YotpoLtd/metorikku

Error when running metorikku-standalone.jar: DataNucleus not found

Closed this issue · 7 comments

Hello,

I'm running metorikku-standalone.jar with hoodie-spark-bundle-0.4.7.jar locally and I'm getting the following error:

NucleusUserException: Persistence process has been specified to use a ClassLoaderResolver of name "datanucleus" yet this has not been found by the DataNucleus plugin mechanism. Please check your CLASSPATH and plugin specification.

Can you please help?

Thank you

Hi,
Can you send here the full command you are using? and the the job file?

Thanks

Hi lyogev,

Thank you for getting back to me.
The metric file I'm using is exactly like this one:
metric.yaml: https://raw.githubusercontent.com/YotpoLtd/metorikku/master/examples/kafka/kafka2hudi_cdc.yaml

And the config file is exactly like this:
config.yaml: https://raw.githubusercontent.com/YotpoLtd/metorikku/master/examples/kafka/kafka_example_cdc.yaml

The only difference in the config file is I replaced kafka, schema-registry and hive with localhost.

  • localhost:9092
  • localhost:8081
  • localhost:10000

And here is the full command:
java -Dspark.master=local[*] -Dspark.serializer=org.apache.spark.serializer.KryoSerializer -cp hadoop-aws-2.7.5.jar -cp aws-java-sdk-1.7.4.jar -cp hoodie-spark-bundle-0.4.7.jar -cp metorikku-standalone.jar com.yotpo.metorikku.Metorikku -c config.yaml

Thank you

Can you add this jar to the classpath as well?
https://repo1.maven.org/maven2/org/datanucleus/datanucleus-core/3.2.10/datanucleus-core-3.2.10.jar

It's not being packaged with assembled spark

Hi lyogev,

After adding couple of datanucleus libraries that error went away. I can see data written to the output now. Thank you.
However, I'm getting a crash at a later point.
The error is: ERROR MicroBatchExecution: Query
Failed to get update last commit time synced
NoSuchObjectException(message:default.hoodie_test table not found)
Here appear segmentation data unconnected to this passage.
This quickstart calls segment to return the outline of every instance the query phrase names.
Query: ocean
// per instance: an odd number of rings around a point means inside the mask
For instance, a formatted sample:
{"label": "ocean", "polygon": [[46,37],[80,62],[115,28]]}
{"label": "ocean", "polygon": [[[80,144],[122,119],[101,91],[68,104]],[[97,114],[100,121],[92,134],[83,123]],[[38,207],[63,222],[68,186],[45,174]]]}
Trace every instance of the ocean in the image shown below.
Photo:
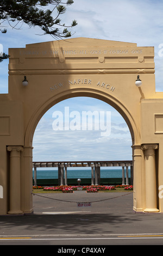
{"label": "ocean", "polygon": [[[47,168],[37,169],[37,179],[58,179],[58,169],[51,169]],[[67,168],[67,179],[85,179],[91,178],[91,169],[68,169]],[[126,169],[124,169],[126,177]],[[33,171],[34,179],[34,170]],[[101,169],[101,178],[122,178],[122,170],[121,169]],[[128,178],[130,178],[130,170],[128,169]]]}

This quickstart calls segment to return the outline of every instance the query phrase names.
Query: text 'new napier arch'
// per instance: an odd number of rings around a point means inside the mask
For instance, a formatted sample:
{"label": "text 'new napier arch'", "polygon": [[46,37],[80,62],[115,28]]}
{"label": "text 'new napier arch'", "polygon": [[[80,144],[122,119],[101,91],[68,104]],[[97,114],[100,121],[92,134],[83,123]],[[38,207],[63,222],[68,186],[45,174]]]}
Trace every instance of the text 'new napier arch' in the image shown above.
{"label": "text 'new napier arch'", "polygon": [[124,118],[133,142],[133,209],[162,212],[163,94],[155,92],[154,48],[75,38],[9,54],[9,93],[0,95],[0,215],[33,212],[35,129],[51,107],[76,96],[103,100]]}

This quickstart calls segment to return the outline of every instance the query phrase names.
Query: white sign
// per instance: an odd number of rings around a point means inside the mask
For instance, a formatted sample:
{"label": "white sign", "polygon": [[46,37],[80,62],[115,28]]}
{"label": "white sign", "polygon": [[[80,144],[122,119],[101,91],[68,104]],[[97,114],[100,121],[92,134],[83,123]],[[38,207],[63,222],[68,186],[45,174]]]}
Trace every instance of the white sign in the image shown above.
{"label": "white sign", "polygon": [[77,203],[78,207],[91,207],[91,203]]}

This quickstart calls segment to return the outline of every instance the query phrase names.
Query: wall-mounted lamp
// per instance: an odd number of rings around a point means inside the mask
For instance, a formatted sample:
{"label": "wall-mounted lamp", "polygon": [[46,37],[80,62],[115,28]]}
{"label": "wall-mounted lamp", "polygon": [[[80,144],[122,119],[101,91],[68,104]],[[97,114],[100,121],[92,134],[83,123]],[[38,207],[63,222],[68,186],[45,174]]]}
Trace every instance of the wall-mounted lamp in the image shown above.
{"label": "wall-mounted lamp", "polygon": [[26,76],[25,76],[24,77],[24,80],[22,81],[22,84],[23,86],[27,86],[28,84],[28,82],[27,80]]}
{"label": "wall-mounted lamp", "polygon": [[140,79],[139,75],[137,77],[137,79],[135,82],[135,84],[136,86],[137,86],[137,87],[140,87],[142,84],[141,80]]}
Have you seen this error before? I'm trying to figure it out.
Also, I'm not passing hoodie-spark-bundle-0.4.7.jar to the class path. I believe is included into the standalone jar file.

Command:
java -Dspark.master=local[*] -Dspark.serializer=org.apache.spark.serializer.KryoSerializer -cp datanucleus-core-3.2.10.jar:datanucleus-api-jdo-3.2.8.jar:datanucleus-rdbms-3.2.9.jar:metorikku-standalone.jar com.yotpo.metorikku.Metorikku -c config.yaml

Thank you

Regarding hoodie, yes, it's not needed in the classpath, it's bundled already (in the standalone version).
Regarding the error, what you are missing here is hive configuration, hoodie is heavily coupled to hive, you need spark to write to hive and you need hoodie to write to hive.
So first your spark command needs to be aware of hive:
-Dspark.hadoop.hive.metastore.uris=thrift://hive:9083 -Dspark.sql.catalogImplementation=hive

Then in the job file make sure hoodie output is configured with:
hiveJDBCURL: jdbc:hive2://hive:10000

As you see spark communicates directly to hive metastore, and hoodie communicates with hive server.

I think you can skip the hive sync simply by omitting the tableName from the hive output in the metric file, but I never tested this.
If that doesn't work, omit tableName and add:

extraOptions:
  hoodie.table.name: test

Hi lyogev,

That was it. I simply added those 2 extra configs to the command and it worked.

Command:
java -Dspark.master=local[*] -Dspark.serializer=org.apache.spark.serializer.KryoSerializer -Dspark.hadoop.hive.metastore.uris=thrift://localhost:9083 -Dspark.sql.catalogImplementation=hive -cp datanucleus-core-3.2.10.jar:datanucleus-api-jdo-3.2.8.jar:datanucleus-rdbms-3.2.9.jar:metorikku-standalone.jar com.yotpo.metorikku.Metorikku -c config.yaml

I knew it had something to do with that config value. I was modifying hive.metastore.uris in hive-site.xml all day, but never worked. After seeing your suggestion, I added to the command and it worked. I'm not sure why it wasn't able to get the value from hive-site.xml.

Thank you so much.

To use hive-site files etc., you need to use the regular metorikku version, not the standalone and use spark-submit, then it relates to the config folders.